What is Thanksgiving? Yes, at this 400th anniversary of the Mayflower, we remember the courage, trust, and generosity that unites strangers, Pilgrims and Wampanoag breaking bread.
We recall that in 1789, Washington named a holiday for “public thanksgiving and prayer, to be observed by acknowledging with grateful hearts the many and signal favors of Almighty God.”
These facts are important. Thanking God and recalling history’s power to teach, honor and motivate, inspires humility, compass, moral perspective, and what is best in us.
But there is more to Thanksgiving – and we know it. Here, families gather to draw strength from each other, appreciate each other and their blessings – stopping for one untroubled day.
So, what is Thanksgiving? Even as we honor the “good” in our past, power of trust, peace, and prayer, and merciful Hand of Providence, the day is more. It is personal, a time for reflection.
Thanksgiving is a chance to remember that none of us got where are, without the love, sacrifice, strength, bonds of faith and family – that lifted us at birth, put wind beneath our unsteady wings, warm words and selfless deeds. None of us gets along in life without the love of others.
What else? It is a rare chance to recall, by name, those who give and gave, those present and those no longer with us – to whom we all owe unpayable debts. It the chance to recall God’s mystery and mercy, how a child becomes an adult by the grace and patience of caring parents and grandparents; how sickness and injury are healed, how family can appear when needed.
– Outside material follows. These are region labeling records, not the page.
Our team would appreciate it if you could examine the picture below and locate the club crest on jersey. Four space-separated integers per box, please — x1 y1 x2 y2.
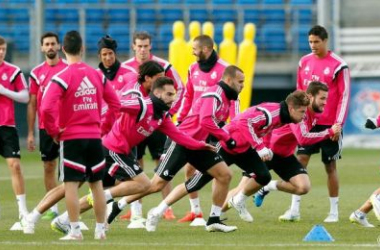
75 76 96 97
305 65 310 75
211 71 216 80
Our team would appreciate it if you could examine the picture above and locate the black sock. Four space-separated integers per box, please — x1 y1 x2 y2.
107 201 121 224
206 216 220 226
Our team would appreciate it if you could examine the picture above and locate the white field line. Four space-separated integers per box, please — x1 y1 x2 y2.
0 240 380 248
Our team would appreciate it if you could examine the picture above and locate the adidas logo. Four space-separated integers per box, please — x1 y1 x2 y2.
75 76 96 97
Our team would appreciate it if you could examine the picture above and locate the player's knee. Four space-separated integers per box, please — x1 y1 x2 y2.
9 161 21 174
185 178 203 194
216 168 232 185
139 180 151 193
185 165 195 179
295 183 311 195
149 179 168 193
255 172 272 186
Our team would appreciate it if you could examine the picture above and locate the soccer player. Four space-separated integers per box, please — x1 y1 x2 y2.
21 61 164 234
281 25 350 222
27 32 67 220
251 82 341 220
97 35 137 91
146 91 310 230
349 116 380 227
0 36 29 218
178 35 239 225
41 31 120 240
52 76 216 233
108 66 244 232
122 31 184 220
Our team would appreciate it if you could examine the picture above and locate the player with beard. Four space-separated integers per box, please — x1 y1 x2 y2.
0 36 29 221
97 35 137 91
228 82 341 222
121 31 184 221
281 25 350 223
27 32 67 220
178 35 240 226
45 77 216 233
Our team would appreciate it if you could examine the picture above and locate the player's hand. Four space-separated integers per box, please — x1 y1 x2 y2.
330 123 342 141
364 117 377 129
226 138 236 149
26 134 36 152
0 83 5 95
257 147 273 162
205 143 217 153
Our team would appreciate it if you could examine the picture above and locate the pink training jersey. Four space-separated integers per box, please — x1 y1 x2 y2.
29 58 67 129
0 61 28 127
120 72 149 97
98 72 148 134
123 55 184 115
179 83 235 141
177 58 232 122
96 65 137 92
297 51 350 125
103 97 205 155
268 109 334 157
221 102 291 154
41 62 120 141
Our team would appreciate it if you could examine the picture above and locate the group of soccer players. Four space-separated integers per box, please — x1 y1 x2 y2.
5 25 380 240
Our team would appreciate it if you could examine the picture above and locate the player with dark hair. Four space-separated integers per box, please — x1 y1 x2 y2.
0 36 29 218
121 31 184 220
27 32 67 220
41 31 120 240
279 25 350 222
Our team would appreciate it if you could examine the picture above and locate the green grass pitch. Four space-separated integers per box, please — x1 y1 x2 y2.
0 149 380 249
In living color, it is recalling a father who carried you on his shoulders, and whom you may one day have to carry. It is the mother who carried you nine months and well beyond, who worried, doted, and was devoted – in being so, she let you go, so you could in turn learn.
It is saying thank you for recovery from disease, healing of bone and heart, the settling of debts and fears, quieting of anxieties and tears, making new friends, and a chance to quietly give, which in the end is the greatest gift, often arriving quite unexpectedly.
It is pausing to ponder the imponderables, the ones that really matter – how you got through an awful time, how you avoided disaster, how someone from whom you expected nothing gave you everything, how you ended up where you did when needed, how curiously magnificent life is, from sunrise to sunset, orchestra to duet, common kindness to redemption, relief and new hope.
Thanksgiving is knowing wars and pandemics end, friends forgive, second chances appear sometimes without the ask, warmth lies behind the mask. We have learned to recognize warm eyes, slightly twinkling, at the corners crinkling, a sign of a human smile unseen.
So, not to belabor the point, Thanksgiving is a unique holiday, historic and rooted in courage, faith, and hope – but much more than that. It is the chance to give a bit of yourself, to reach out and thank people in person and prayer, by card or call, congregating or meditating, verbal ardor or listening harder. It is about gratitude, recognizing and showing it.
The Pilgrims, who managed to put democracy in motion with that Social Compact, Washington who dared give The Almighty credit for America’s “many and signal favors,” and all of those who have lived between their times and ours, understood being grateful is a key that unlocks many doors, inside us and beyond us. Thanksgiving matters – nationally and personally. To borrow a phrase, with its power – we all may flower. Happy Thanksgiving!